Innanzitutto, qual è stato il tuo primo approccio con il mondo dei tatuaggi?

Come spesso accade in queste occasioni, ho semplicemente iniziato facendomi tatuare. Dopo qualche anno, il tutto ha preso una piega inaspettata e quella che in origine era semplice curiosità si è trasformata in un’occupazione a tempo pieno.

Luca Font

Ho semplicemente iniziato facendomi tatuare. Dopo qualche anno, il tutto ha preso una piega inaspettata e quella che in origine era semplice curiosità si è trasformata in un’occupazione a tempo pieno.

Luca, in che modo descriveresti il tuo stile?

Ho sempre trovato questa domanda…difficile. Rapportato alla mia provenienza culturale, geografica e cronologica, mi sento di definirlo – in un certo qual modo – ‘tradizionale’.

Ciò detto, qual è stata l’esperienza più importante della tua carriera?

Fare il primo tatuaggio!

Quali sono le tue fonti d’ispirazione? C’è un artista il cui lavoro rappresenta un punto di riferimento?

Siamo talmente bombardati da stimoli e immagini che è impossibile prendere come punto di riferimento una sola e unica fonte di ispirazione…

Cosa non tatueresti mai?

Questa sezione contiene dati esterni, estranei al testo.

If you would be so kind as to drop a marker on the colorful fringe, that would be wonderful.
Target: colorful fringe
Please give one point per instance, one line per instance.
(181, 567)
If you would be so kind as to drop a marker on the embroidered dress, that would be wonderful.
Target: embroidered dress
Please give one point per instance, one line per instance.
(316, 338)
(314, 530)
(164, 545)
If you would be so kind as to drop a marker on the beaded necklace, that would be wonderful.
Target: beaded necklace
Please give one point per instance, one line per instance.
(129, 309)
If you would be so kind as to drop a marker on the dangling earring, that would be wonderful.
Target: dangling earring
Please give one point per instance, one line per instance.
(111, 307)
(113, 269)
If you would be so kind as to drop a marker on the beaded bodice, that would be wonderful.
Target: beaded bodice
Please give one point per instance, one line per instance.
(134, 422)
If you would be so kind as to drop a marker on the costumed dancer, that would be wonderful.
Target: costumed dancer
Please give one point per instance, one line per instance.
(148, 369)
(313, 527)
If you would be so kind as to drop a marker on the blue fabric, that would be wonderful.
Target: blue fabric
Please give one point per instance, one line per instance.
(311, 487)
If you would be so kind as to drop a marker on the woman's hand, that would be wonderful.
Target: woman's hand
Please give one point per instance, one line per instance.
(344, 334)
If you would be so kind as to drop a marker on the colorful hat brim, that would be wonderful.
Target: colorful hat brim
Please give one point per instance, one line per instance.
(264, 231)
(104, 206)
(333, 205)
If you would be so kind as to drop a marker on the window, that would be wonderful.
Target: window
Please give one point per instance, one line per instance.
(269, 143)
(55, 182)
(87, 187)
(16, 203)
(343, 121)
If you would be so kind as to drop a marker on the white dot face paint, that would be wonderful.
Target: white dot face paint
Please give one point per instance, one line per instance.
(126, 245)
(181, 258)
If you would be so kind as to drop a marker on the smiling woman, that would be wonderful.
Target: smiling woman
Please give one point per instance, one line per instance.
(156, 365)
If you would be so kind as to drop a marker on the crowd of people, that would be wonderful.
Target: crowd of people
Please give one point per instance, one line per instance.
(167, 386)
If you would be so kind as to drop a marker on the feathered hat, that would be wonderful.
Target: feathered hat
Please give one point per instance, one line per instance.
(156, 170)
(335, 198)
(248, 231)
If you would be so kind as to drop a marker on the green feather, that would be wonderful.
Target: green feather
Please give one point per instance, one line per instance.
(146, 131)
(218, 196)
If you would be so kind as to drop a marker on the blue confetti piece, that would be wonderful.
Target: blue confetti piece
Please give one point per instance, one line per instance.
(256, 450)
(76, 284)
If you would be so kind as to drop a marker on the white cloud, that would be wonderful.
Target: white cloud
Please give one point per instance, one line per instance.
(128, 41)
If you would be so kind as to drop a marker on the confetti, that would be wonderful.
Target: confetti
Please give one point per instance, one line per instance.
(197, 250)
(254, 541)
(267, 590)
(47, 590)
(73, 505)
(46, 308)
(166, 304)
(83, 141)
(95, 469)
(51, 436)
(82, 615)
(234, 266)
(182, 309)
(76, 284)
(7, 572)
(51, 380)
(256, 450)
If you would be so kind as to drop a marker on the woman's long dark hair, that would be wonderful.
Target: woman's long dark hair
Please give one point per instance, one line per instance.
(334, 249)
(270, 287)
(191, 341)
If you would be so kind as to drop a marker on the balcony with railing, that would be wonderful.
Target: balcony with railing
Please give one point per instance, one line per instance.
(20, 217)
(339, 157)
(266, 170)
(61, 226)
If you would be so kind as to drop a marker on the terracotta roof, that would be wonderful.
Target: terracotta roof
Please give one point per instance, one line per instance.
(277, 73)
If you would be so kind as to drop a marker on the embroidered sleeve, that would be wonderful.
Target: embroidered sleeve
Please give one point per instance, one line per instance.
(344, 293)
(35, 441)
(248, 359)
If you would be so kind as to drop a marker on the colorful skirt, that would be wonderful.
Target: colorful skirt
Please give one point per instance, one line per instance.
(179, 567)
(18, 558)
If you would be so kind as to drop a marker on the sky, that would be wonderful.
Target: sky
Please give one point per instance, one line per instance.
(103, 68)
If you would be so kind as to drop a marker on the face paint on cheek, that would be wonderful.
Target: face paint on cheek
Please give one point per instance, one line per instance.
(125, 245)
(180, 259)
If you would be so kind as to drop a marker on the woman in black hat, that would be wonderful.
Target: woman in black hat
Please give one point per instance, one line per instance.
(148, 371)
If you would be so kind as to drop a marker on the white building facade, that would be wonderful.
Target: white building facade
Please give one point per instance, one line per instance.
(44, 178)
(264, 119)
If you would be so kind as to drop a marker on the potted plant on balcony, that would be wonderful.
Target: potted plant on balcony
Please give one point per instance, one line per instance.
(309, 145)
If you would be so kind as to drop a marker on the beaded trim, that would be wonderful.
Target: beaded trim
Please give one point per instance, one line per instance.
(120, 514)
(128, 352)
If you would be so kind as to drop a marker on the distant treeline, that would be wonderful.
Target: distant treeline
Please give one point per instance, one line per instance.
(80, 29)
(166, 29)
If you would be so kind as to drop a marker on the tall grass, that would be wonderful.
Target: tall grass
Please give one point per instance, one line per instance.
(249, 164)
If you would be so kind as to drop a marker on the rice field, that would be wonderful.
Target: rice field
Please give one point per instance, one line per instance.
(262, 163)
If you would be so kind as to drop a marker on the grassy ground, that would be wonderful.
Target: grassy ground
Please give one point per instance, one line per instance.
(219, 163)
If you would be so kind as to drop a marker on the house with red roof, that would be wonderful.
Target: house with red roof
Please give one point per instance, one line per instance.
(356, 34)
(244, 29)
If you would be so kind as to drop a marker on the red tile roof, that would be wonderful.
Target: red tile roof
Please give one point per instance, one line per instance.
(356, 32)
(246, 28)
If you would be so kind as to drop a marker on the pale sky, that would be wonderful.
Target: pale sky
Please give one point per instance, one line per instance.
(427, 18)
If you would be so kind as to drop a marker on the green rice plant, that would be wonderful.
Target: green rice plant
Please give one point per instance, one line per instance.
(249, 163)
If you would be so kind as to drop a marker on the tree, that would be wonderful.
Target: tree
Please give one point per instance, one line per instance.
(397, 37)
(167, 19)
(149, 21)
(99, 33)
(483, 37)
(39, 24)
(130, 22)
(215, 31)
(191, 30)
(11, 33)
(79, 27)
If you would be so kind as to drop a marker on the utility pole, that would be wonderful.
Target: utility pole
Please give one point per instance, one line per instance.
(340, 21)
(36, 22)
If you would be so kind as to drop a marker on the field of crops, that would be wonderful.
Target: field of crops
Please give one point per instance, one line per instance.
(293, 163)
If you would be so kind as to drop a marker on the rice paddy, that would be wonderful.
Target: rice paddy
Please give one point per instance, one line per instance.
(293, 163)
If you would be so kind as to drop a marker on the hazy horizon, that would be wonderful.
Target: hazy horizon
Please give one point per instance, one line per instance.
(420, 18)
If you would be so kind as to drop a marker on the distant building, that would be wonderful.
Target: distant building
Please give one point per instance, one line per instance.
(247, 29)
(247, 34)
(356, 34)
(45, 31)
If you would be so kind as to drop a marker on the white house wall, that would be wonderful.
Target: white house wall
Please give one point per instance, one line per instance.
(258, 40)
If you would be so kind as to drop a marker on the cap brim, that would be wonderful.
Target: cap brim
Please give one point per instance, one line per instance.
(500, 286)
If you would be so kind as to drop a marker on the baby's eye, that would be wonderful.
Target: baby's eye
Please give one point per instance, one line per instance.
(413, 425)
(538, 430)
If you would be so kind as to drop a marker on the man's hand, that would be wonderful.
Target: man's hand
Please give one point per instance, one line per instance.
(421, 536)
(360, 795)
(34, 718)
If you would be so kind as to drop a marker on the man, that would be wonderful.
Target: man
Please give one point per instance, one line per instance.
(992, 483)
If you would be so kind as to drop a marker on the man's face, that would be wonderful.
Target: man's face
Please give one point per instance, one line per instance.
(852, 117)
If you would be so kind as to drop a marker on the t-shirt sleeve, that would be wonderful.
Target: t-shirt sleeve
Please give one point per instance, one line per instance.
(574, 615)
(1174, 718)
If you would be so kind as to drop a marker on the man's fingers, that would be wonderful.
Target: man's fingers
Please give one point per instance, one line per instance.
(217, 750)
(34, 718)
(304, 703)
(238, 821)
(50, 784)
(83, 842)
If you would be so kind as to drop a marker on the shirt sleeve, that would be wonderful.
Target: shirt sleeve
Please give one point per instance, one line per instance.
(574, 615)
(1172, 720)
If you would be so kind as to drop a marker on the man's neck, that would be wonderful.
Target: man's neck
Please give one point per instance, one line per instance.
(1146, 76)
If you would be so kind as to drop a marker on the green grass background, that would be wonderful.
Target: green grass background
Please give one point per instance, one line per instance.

E chi avresti sempre voluto tatuare?

Cerco di tenermi alla larga dai contenuti negativi, mi sembrano un modo preadolescenziale per farsi notare.

Forse non tutti sanno che un tempo eri un writer, cosa ricordi ancora di quei giorni?

Le mani sporche, i vestiti macchiati e il costante senso di esplorazione.

Sei nato e cresciuto a Bergamo, ma vivi a Milano. Cosa ti piace in modo particolare della capitale meneghina? Cosa ti manca, invece, della ‘vita di provincia’?

A Milano, anche solo per 'rimanere a galla’, ci si deve impegnare: è tanto stimolante quanto faticoso. In ogni caso, chi l’ha detto che quella meneghina non è vita di provincia?

Se potessi, cosa vorresti cambiare della scena creativa italiana?

Niente, siamo belli così!

Con oltre 800 post e 80 mila follower su Instagram, il tuo è un seguito a dir poco notevole. I social network hanno, per così dire, contribuito al raggiungimento dei tuoi obiettivi?

Allo stato attuale, sono l’unico strumento lavorativo possibile. Quindi, direi di sì.

Nonostante il tuo grande successo, hai rimorsi o rimpianti?

Certo, si può sempre fare di meglio.

Hai un consiglio per i giovani artisti che vogliono intraprendere un percorso di questa tipologia?

Fate di testa vostra!

E un sogno per il futuro?

Completare il videogioco ‘Cuphead’, ma credo sia difficile riuscirci.

Infine, ti piacerebbe intraprendere una collaborazione con un marchio di abbigliamento?

Sì, ma con un marchio di maglieria!

A Milano, anche solo per 'rimanere a galla’, ci si deve impegnare: è tanto stimolante quanto faticoso. In ogni caso, chi l’ha detto che quella meneghina non è vita di provincia?